For this project's internal use. Suppose you like your current command line interface and want to keep things as is for this CLI executable. But one day you decide you'd like to create a GUI for the functionality using something like Fyne. You could split the cmd directory to contain a main package in the cmd/cli directory, and another main package in the cmd/gui directory. Each calls the httpfileserver API, each is a separate executable. The CLI executable doesn't have to carry all the GUI luggage, keeping it smaller, while the GUI package can import all that GUI code for those that really need it.

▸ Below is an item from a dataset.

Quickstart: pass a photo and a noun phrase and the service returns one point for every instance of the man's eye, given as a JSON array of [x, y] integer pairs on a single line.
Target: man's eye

For external use. Suppose I'm a random user that has a need for a program like this. I find it here on GitHub, download and run it. It's exactly what I need except I need to hand it to a user where running it from the command line is challenging enough, but throw in all those awesome CLI options and mind blown. But because you've exported your core functionality as a package, I can solve the problem. I spin up a new project. Hardcode all the options to force serving from port 80 and to serve that user's /home/user/shareddata directory. And I don't want them exposing the upload functionality so the code forces that off. Now I can compile and hand that executable to my user knowing they can't jack up the configuration because I've hardcoded it. Bonus benefit: While your project isn't being consumed as an executable, you're still gaining a new user because you were forward thinking enough to provide an API. And more users at this level means those users are real developers that are even more likely to contribute to your code base than those that simply pull down your executable and run it.

Another external example. I like the executable and it's useful. However, the executable only allows listening on a single endpoint. I want something that listens on both http port 80 and https port 443. By spinning up my own project and using yours as an API, I can code something to do that. I can launch httpfileserver.Serve() in a goroutine to serve the http endpoint, then call httpfileserver.Serve() again to serve the TLS endpoint. Problem solved because you provided your code as an API. And once again, you've obtained another developer user.

Hopefully this helps you if you still have questions or concerns, then ask away. If you really don't want to export this as an API, we should move it to the internal directory, for example, internal/httpfileserver, which is the correct way to hide it.

I know I'm suddenly barging into this project. Thanks for being ok with it so far. I like that it strikes a balance between useful functionality and bloat. And that I can spot some areas to contribute.